Facebook, Google, LinkedIn, and Twitter have decided to make sure that a relational databases is “web-scale”, so they have put their efforts behind WebScaleSQL, a branch of MySQL 5.6 Community Edition.

MySQL is already used by the above mentioned companies at a web-scale level, but they are facing “similar challenges with the technology”, and they came up with the idea to “create and maintain the common set of changes required to use MySQL and further customize it for our needs, rather than each of us maintaining separate branches,” said Steaphan Greene, Software Engineer at Facebook, in an interview with InfoQ. The project is “open, so everyone in the MySQL community can benefit and contribute to the code,” added Greene.

When asked why MySQL and not MariaDB, Greene said that they “reached a consensus that MySQL-5.6 was the right choice for this, as it has the production-ready features we need to operate at scale, and the features planned for MySQL-5.7 seem like a fitting path forward for us,” but they will “continue to revisit this decision as the ecosystem evolves.”

It is important to note that this is a branch of MySQL 5.6.17 and not a fork, and the changes introduced in WebScaleSQL are going to be pushed back into the trunk as long as “MySQL community releases continue,” according to the project’s FAQ.

The 4 web-scale companies have collaborated on MySQL for the past few months, setting up an automated framework and a suite of stress tests for evaluating proposed changes to the codebase. When a code change is submitted it gets included in the codebase if it useful to at least another company from those participating to the project. Patches specific only to one company are not included.

So far LinkedIn has contributed “some changes to the test framework, suggested improvements and reviewed changes submitted by other members,” told us Davi Arnaut, a LinkedIn engineer.

Twitter has contributed with a back port of a buffer pool optimization from MySQL 5.7, support for NUMA interleave policy, and a number of fixes.
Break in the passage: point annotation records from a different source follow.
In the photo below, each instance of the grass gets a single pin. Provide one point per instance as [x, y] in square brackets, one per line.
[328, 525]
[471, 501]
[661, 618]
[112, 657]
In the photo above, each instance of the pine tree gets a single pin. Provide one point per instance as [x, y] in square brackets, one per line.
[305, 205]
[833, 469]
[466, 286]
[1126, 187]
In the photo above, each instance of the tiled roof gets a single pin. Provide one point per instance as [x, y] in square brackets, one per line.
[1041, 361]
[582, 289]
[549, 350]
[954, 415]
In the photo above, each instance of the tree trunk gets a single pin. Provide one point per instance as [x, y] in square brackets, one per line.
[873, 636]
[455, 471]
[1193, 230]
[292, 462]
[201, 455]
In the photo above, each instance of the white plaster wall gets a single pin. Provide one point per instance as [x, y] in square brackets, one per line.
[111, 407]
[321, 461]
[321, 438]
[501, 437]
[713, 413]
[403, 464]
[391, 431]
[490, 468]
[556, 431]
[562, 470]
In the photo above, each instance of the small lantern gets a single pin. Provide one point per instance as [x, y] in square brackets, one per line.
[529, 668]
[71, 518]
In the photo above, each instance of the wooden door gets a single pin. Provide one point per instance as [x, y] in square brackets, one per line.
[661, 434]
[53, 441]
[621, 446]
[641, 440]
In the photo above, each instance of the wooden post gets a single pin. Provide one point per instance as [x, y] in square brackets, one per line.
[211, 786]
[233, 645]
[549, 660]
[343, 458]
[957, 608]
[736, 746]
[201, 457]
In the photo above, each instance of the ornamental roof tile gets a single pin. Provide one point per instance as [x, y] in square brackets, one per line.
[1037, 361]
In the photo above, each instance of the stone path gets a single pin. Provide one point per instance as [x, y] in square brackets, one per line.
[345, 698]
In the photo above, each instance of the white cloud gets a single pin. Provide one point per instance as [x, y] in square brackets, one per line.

All project commits can be tracked on GitHub’s project page.

For the near future, Facebook intends to contribute an asynchronous client, including “production-tested versions of table, user, and compression statistics,” compression and logical read-ahead.

For the long term future, WebScaleSQL will attempt to address the scalability issues that very large MySQL deployments face as they arrive.

WebScaleSQL will not provide builds but only source code. This allows each of the four companies to download the code, add company-specific patches and optimizations and create the builds as desired.